Some points I’d like to make:

1. Thanks to the uglification of American architecture and all its wasteful ways, people are beginning to realize how wise our uneducated, primitive ancestors really were.

Using Local Materials

It was by necessity that folks used locally-available materials, but how’s this for a flash of brilliance? Maybe, just maybe, the materials that already exist in a particular location are probably the best suited materials for building in said location. Maybe it is ostentatious and foolish to insist in importing materials from far-away lands. Maybe the exponentially-growing environmental and social ramification of shipping building materials great distances should be causing people to reconsider their selfish, petty wants.
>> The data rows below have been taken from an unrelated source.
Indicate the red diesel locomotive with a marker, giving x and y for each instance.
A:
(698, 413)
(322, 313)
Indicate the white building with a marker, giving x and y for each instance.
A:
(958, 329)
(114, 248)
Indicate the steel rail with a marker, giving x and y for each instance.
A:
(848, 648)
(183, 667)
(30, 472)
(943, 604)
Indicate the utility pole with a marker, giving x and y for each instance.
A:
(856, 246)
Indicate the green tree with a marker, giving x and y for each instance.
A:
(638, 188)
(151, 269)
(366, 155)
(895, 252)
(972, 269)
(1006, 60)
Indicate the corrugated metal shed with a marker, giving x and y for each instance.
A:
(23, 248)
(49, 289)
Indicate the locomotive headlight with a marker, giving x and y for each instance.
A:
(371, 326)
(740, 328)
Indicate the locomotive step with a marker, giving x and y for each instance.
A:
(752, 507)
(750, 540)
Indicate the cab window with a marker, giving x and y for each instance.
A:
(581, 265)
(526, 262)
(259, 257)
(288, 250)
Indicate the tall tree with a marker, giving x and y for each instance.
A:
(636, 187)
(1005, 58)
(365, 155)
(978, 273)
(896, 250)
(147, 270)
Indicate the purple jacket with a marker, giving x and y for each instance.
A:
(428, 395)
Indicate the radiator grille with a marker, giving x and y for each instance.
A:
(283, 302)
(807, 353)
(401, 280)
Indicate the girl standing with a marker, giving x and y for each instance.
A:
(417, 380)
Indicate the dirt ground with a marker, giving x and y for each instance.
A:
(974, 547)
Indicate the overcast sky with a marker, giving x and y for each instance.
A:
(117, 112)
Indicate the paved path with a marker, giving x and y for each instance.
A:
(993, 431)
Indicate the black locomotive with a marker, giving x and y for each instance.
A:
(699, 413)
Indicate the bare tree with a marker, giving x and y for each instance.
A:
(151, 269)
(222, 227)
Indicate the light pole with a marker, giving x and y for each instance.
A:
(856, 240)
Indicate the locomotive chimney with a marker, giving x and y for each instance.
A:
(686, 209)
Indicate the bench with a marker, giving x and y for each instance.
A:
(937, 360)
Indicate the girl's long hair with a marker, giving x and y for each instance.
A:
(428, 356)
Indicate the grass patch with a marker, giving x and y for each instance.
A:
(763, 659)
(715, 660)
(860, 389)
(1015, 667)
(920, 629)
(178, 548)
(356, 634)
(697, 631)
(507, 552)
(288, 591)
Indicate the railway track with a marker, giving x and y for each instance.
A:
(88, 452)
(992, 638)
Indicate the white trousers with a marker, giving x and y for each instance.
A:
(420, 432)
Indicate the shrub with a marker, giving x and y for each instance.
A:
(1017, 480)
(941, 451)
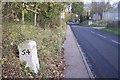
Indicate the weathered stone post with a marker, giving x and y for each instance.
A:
(28, 53)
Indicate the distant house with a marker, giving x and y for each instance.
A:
(96, 16)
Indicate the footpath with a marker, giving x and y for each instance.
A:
(76, 67)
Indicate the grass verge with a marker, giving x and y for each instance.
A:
(48, 48)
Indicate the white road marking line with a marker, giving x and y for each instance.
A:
(101, 35)
(92, 32)
(115, 42)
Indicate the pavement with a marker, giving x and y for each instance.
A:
(76, 67)
(101, 49)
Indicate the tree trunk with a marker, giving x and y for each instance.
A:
(23, 14)
(35, 16)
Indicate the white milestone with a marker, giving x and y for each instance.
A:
(28, 53)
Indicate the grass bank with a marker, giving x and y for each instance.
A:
(112, 30)
(48, 49)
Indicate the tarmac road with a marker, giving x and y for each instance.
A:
(101, 49)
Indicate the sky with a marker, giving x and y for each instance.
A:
(111, 1)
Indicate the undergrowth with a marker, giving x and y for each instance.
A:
(48, 41)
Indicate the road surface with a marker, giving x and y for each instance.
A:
(101, 49)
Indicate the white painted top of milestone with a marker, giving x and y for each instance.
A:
(28, 53)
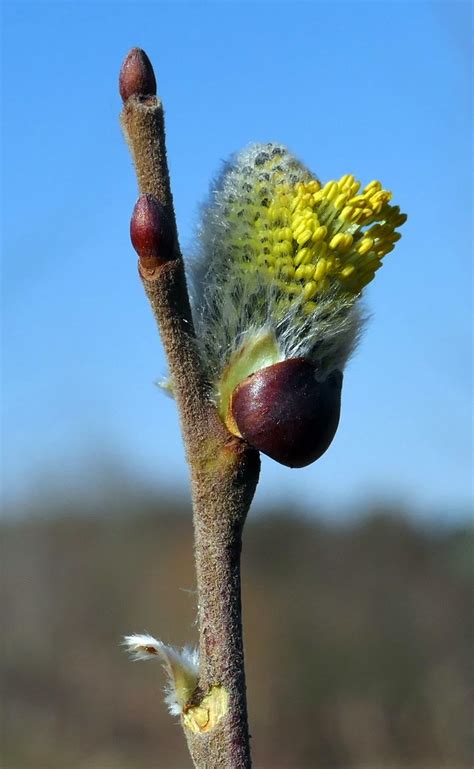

We can learn much from indigenous cultures, but, the question is: will we?

2. While the high style tradition is responsible for some of the world’s greatest architecture, it is also responsible for planting the seeds of conspicuous consumption, which is an abomination against nature and common sense.

If you’re a king or the pope or a Hollywood director, you probably have the means to put together a real swell pad. That’s great. It’s wonderful to go to Europe and feel like you’re in a large living museum of awe and splendor. It’s nice to read glossy magazines full of saturated photographs of people who have obscene amounts of money who are able to import Italian travertine for their bathroom floor. But let’s talk about jealousy. If you see something pretty in a home decorating mag, it’s as good as porn for setting yourself up on a vicious cycle of desire and disappointment. You do not make 1.2 million dollars a year. You work at Walmart. You can’t even afford to go to the dentist. You will never rest your feet on Italian travertine while you are taking a dump. No. These are empty dreams, designed by cruel marketing people to make you want what you do not need. But you will go to Target anyway and put some Michael Graves teakettles on your Discover card. It will be satisfying, but the feeling will go away. You will buy more, more, more, but it is never enough. You feel suave and sophisticated, but your credit card debt will be passed on to your children. This is not success. This is being a victim of the games advertisers like to play with your mind. Resist.

3. How ridiculous has our system become when talking to actual people about planning their own town is seen as a new and novel method of development?

It seems like common sense, doesn’t it, to actually meet with the people most directly effected by building design? Wouldn’t it be helpful to an architect to gather the unscripted, candid opinions of townsfolk who know, better than any developer, what it is that their town does and does not need? Wouldn’t a place designed by democracy and yet guided by design professionals prove to be a culturally satisfying and meaningful place to live? I think so.